PWM is the preferred choice, even for the March/Chugger pumps, though I am not sure if you are talking about a brushless DC March pump. I haven't looked into those, but I would be surprised if PWM wasn't the preferred choice for those as well.

RE: power supplies for DC. DC motors generally do not like to have amps limited. A supply with more current than needed will not cause any issues. Rule of thumb is to give DC motors all the current they want, and to control speed with voltage (or duration as in PWM). For AC the rule of thumb is to keep the voltage at the preferred level, and control speed with current (various limiting techniques).
 
I've picked up both pumps. I just also ordered camlocks that I need. I guess I'll do a comparison of the two when the black pump comes in.
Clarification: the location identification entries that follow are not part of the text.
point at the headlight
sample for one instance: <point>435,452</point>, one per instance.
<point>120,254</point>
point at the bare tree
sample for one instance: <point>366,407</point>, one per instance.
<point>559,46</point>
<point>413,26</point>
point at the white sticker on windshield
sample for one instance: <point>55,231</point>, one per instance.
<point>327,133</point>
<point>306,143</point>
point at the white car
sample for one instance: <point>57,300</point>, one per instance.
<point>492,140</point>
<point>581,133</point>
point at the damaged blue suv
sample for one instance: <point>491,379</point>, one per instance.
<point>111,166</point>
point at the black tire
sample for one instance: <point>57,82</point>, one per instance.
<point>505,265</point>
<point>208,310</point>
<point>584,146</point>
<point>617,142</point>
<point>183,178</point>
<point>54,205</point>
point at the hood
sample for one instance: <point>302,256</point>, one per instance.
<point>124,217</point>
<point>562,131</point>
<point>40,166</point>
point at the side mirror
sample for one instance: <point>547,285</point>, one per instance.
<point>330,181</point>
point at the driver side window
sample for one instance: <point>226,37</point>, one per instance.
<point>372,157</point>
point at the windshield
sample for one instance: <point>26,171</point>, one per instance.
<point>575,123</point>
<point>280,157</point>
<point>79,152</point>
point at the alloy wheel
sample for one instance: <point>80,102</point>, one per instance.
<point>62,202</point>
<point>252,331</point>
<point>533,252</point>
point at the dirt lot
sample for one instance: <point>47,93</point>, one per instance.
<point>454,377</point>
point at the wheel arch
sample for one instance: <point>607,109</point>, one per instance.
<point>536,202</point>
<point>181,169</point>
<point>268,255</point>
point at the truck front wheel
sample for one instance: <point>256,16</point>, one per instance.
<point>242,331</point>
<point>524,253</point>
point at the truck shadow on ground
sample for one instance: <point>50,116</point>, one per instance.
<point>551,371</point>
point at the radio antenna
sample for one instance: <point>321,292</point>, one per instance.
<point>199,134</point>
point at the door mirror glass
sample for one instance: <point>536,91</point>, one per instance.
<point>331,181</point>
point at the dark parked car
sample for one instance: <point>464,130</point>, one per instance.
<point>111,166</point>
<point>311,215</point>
I also just picked up this http://bit.ly/X6ILwB which is a power supply.
 
I got the black pump in today. It's a little bigger than I was expecting. I'm still waiting on a rheostat I ordered for it, and I have no idea where the power supply I had set aside was. Thinking about it now I'll probably skip the rheostat and control with a ball valve. I need a couple more camlocks that I thought I already had, but once they come in I'll run it through the paces. Maybe I'll do an all grain starter run and just can the wort. I can say already, just from loosely screwing on a few pieces that the inlet and outlet threads seem different. I easily got 3-4 threads on the outlet, but maybe 1-1.5 on the inlet before meeting resistance. This could just be a production quality problem as well. It is a little bigger and stouter than I thought it'd be, although its still mini.
 
I got the black pump in today. I can say already, just from loosely screwing on a few pieces that the inlet and outlet threads seem different. I easily got 3-4 threads on the outlet, but maybe 1-1.5 on the inlet before meeting resistance. This could just be a production quality problem as well.

snaps10, are the threads on the black pumps 1/2" NPT?

-fafrd
 
My pump (the little brown one) is 1/2" BSP. 1/2" NPT and 1/2" BSP are more or less compatible. The thread pitch is the same as NPT but there is no taper. NPT and BSP female fittings both screw on and seal with PTFE tape without any problems. The NPT fittings screw on about 4 turns, the BSP fittings 1 or 2.